② 財政状態当社グループの資本の財源及び資金の流動性につきましては、以下のとおりであります。当第1四半期連結会計期間末の資産合計は、前連結会計年度に比べ1億7千万円増加し96億6百万円(前連結会計年度比1.8%増)となりました。これは、季節的な変動要因が大きな売上高の減少などによる受取手形及び売掛金の減少9千7百万円があったものの、棚卸資産の増加9千万円や、SDGsへの取組みとして太陽光発電などの新規設備取得による有形固定資産の増加5千2百万円、株価上昇に伴う評価額増加による投資有価証券の増加3千8百万円などがあったことによるものです。
当第1四半期連結会計期間末の負債合計は、前連結会計年度に比べ1億3千4百万円増加し20億5千3百万円(同7.0%増)となりました。これは、返済に伴う長期借入金の減少4千5百万円や支払手形及び買掛金の減少8千4百万円があったものの、短期借入金の増加2億4千9百万円があったことによるものです。
当第1四半期連結会計期間末の純資産合計は、前連結会計年度に比べ3千5百万円増加し75億5千3百万円(同0.5%増)となりました。これは、配当金支払などによる利益剰余金の減少5百万円があったものの、その他投資有価証券評価差額金の増加3千1百万円があったことによるものです。
以上により自己資本比率は前連結会計年度に比べ1.0ポイント減少し78.0%となりました。

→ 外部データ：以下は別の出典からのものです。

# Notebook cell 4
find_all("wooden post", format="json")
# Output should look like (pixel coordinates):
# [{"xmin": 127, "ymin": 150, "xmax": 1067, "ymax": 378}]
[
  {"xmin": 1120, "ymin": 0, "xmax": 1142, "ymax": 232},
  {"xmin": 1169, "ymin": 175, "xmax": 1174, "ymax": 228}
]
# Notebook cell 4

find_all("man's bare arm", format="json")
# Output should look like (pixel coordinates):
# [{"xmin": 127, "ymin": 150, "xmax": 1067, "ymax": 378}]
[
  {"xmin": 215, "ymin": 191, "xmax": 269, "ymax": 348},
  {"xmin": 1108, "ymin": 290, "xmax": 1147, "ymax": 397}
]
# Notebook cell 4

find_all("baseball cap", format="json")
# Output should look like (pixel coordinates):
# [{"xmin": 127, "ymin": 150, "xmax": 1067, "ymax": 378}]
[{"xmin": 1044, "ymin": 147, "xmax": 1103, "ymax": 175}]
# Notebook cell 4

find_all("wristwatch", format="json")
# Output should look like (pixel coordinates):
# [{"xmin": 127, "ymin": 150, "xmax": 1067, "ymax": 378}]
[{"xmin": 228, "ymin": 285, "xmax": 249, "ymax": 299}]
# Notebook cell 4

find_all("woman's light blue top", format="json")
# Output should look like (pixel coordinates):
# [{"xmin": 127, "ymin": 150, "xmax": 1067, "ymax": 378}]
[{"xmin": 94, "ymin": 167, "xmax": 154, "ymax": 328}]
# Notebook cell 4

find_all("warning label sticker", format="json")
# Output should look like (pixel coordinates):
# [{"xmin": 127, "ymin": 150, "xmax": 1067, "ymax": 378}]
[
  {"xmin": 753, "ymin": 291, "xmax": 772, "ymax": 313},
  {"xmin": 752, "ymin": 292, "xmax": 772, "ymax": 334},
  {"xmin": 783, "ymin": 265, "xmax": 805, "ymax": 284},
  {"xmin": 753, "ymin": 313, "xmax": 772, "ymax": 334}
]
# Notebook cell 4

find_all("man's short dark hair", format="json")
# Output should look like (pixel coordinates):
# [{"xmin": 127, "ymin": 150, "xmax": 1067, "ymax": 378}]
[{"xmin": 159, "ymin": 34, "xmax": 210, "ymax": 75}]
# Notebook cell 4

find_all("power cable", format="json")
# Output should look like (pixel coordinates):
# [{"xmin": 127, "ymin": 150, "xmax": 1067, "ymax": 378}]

(2)優先的に対処すべき事業上及び財務上の課題当第1四半期連結累計期間において、当社グループが優先的に対処すべき事業上及び財務上の課題に重要な変更及び新たに生じた課題はありません。
(3)研究開発活動当第1四半期連結累計期間の研究開発費の総額は2千1百万円であります。
(4)従業員数当第1四半期連結累計期間において、連結会社又は提出会社の従業員数に著しい増減はありません。
(5)生産、受注及び販売の状況当第1四半期連結累計期間において、当社グループの生産、受注及び販売の状況に重要な変更はありません。